Fauzy terkejut, mungkin kaget mendengar kata pertandingan dari dirinya. Fauzy tak pernah membahasnya sedikitpun.

"Bukan," Fauzy kembali biasa,"Cuma menjajal kemampuan saja."

"Lalu siapa yang kemampuannya paling baik?"

"Tentu saja Farhan, heran dia selalu hebat di bidang apapun. Aku dulu mati-matian mengejarnya. Tapi ternyata waktu tak pernah cukup, aku tak sehebat dia, aku sadar kemampuanku terbatas." Fauzy mengerutkan keningnya.
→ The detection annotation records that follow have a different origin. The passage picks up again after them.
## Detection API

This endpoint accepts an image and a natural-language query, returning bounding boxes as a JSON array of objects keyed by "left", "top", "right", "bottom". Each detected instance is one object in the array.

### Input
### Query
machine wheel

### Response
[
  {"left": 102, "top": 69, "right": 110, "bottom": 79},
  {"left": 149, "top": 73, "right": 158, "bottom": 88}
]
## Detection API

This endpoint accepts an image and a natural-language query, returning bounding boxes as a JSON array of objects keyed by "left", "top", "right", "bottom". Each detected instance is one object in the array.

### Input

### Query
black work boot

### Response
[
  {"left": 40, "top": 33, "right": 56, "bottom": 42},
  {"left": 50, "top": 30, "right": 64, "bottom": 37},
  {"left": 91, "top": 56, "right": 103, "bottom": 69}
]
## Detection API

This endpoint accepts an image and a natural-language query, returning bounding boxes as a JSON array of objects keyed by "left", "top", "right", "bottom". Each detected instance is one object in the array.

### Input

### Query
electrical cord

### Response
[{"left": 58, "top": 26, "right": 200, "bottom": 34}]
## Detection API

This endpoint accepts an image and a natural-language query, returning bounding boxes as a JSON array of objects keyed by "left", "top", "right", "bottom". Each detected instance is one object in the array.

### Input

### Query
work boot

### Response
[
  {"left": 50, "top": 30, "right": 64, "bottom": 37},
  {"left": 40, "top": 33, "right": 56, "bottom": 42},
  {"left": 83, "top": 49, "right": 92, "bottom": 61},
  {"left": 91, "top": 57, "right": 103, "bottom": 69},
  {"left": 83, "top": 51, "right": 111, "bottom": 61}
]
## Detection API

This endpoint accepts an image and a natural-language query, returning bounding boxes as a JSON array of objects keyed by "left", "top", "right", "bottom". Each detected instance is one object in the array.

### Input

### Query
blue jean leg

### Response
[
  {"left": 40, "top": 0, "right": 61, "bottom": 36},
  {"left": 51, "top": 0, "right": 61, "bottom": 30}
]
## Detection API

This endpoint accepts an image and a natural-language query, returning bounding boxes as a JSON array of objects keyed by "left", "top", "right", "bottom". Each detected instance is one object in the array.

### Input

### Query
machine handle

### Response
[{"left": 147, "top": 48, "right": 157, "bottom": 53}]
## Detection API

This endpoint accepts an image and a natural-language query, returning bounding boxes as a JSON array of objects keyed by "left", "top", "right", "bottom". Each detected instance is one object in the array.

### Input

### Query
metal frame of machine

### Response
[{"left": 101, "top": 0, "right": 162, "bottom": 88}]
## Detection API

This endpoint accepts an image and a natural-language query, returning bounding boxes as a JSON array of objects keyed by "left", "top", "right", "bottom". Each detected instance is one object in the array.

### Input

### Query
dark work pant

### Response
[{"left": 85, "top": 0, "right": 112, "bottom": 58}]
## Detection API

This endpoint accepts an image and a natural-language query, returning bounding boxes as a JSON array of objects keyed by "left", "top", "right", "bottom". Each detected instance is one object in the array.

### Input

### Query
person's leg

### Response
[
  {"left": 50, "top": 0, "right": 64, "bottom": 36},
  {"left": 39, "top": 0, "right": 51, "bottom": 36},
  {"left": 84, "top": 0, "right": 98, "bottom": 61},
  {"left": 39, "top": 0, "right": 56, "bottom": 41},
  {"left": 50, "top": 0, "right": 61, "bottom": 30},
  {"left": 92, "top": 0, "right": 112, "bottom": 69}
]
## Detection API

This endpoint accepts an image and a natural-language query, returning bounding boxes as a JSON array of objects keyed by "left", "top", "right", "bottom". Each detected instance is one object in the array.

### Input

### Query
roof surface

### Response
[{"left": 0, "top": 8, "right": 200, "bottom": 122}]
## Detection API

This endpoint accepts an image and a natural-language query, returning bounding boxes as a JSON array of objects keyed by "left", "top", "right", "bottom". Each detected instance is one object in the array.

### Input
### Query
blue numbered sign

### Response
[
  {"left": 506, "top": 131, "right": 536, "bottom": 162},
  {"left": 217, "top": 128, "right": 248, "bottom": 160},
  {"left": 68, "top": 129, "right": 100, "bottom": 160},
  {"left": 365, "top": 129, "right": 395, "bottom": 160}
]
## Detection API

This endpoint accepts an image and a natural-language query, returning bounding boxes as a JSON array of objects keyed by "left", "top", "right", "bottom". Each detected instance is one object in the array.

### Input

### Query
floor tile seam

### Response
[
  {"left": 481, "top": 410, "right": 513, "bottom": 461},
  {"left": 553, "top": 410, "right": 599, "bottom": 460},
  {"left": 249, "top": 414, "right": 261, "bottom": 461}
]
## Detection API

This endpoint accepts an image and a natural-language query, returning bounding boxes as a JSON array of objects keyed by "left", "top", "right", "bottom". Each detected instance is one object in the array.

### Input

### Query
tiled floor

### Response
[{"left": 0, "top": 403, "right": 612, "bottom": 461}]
Apa?? Benarkah ini Fauzy yang berbicara? Dia ini merendah atau apa sih? Baru kali ini Vio melihat kilatan gundah di matanya. Sesuatu yang disembunyikan mengenai keterbatasan. Apa Farhan sebegitu hebatnya? Vio tidak tau, baginya Fauzy selalu terlihat jauh lebih hebat dibandingkan siapapun.

"Kalau gitu, kita bertanding siapa yang lebih hebat. Ayo berenang." Sekalipun tau dia akan kalah telak, Vio berkata demikian. Belum terdengar sahutan dari Fauzi, saat lelaki itu seketika menceburkan diri ke sungai dan menyeret Vio. Vio terpekik.